Inside Mercedes-Benz World
Mercedes-Benz World, with its new buildings angled into the winter, sits impressively at the end of acres of tarmac track. It is edged by the legends of Brooklands and gleams with promise.
Step inside the main reception area and the promises just get bigger.

Inside Mercedes-Benz World
Staff, well-dressed and alert, are everywhere. Today, the mid-point of the February half-term, they are surrounded by a swirl of children, parents, grand-parents and car enthusiasts. It could be a nightmare – it isn’t. It’s a masterclass in well-organised family entertainment.
The age range in the half-term crowd is extreme – tots to the tottering – and yet every age group seems relaxed. There’s no apparent herding or containment, and no rush for prime spots. The mood is calm beneath the high central ceiling balanced on its outer walls of glass.
There is light and space, and it works to ease the stress.

Inside Mercedes-Benz World
Star of the day is, of course, Mercedes-Benz with its history and prestigious machines displayed in different areas of the huge space. In amongst the cars are a shop, cafes, seating, simulators, hands-on-displays, information desks, studios showing film … and always the wide-open view out over the track where cars skid and race.

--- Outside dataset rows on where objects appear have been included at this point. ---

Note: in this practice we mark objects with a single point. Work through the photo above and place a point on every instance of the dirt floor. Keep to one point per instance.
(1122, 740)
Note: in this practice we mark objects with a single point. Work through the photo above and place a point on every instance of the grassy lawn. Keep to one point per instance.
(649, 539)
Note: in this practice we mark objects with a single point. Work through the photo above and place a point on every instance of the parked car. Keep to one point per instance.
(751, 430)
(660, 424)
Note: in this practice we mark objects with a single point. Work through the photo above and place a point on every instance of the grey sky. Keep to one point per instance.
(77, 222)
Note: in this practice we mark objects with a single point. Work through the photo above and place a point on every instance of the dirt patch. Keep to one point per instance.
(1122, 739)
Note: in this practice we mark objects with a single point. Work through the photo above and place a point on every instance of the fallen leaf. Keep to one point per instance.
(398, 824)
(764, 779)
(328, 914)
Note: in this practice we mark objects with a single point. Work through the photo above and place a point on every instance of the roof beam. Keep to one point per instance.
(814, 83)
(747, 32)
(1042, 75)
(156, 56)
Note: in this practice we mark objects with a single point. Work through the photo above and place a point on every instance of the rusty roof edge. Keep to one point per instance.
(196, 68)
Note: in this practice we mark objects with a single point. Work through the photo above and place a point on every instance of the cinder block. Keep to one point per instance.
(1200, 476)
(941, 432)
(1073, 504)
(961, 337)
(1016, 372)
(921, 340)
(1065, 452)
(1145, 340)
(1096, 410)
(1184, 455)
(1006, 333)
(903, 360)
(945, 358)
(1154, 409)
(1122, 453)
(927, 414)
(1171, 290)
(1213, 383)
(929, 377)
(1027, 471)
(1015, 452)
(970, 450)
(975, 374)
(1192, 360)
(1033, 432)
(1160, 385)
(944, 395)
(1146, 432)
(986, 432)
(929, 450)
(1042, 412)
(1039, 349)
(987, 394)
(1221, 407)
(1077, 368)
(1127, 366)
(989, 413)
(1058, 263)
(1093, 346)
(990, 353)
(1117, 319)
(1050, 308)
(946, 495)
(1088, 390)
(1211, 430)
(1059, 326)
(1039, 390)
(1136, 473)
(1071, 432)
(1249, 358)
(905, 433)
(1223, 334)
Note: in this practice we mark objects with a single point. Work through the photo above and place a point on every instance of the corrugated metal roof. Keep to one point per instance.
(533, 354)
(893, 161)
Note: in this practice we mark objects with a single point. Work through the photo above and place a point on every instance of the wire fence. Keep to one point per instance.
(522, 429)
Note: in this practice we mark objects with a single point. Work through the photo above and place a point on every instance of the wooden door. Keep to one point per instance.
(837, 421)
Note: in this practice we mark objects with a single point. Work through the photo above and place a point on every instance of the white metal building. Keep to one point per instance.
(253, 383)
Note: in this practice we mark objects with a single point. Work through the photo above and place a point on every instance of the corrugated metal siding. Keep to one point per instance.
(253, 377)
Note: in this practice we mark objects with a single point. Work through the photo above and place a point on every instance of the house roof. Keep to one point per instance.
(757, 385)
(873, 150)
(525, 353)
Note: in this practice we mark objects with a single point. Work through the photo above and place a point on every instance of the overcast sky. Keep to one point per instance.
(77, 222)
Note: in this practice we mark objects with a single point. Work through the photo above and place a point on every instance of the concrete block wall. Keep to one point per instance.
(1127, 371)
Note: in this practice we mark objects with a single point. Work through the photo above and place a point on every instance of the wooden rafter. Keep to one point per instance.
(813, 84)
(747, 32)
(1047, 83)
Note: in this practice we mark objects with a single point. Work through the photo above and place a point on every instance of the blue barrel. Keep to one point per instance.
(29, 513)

Inside Mercedes-Benz World
‘The Best or Nothing‘ is the most prominent message in the building, exemplified by the customer service. Perhaps nothing surprising in that, it is a Mercedes-Benz showroom after all … the surprise is that there is no charge for entrance.
Mercedes-Benz World, if you can resist the coffee and cakes and do without the adrenalin rush of a couple of high-speed pirouettes on the track, is free.
Families of sticky fingers are welcomed. Highly polished metal is within reach at every turn. Historic cars, expensive cars (the embarrassing side of £200,000), sleek and impossible cars gleam on every floor. They do have their minders but there is little that is fenced off.
I have two teenage boys with me who each enjoy a ten minute ‘hot lap‘ and ‘mud lap‘ that cost £15 per head. Both are outdoors. The ‘hot lap‘ car ride spins them on tarmac, then does zero-to-fast in a stomach flip, whilst the ‘mud lap‘ equivalent bounds them up steep slopes before it eases them down.
The boys, one a Thorpe Park veteran, come back shaken and stirred. Perfect.
My verdict: Mercedes-Benz World is well worth a visit. Take your engineers, your teenagers, your learner drivers, your toddlers, and if you need to live closer to the edge, take a turn on the track. If it all takes less time than you bargained for there’s Brooklands Museum next door.
Mercedes-Benz World is open 10am -6pm seven days a week with more than normal on over half-terms and holidays.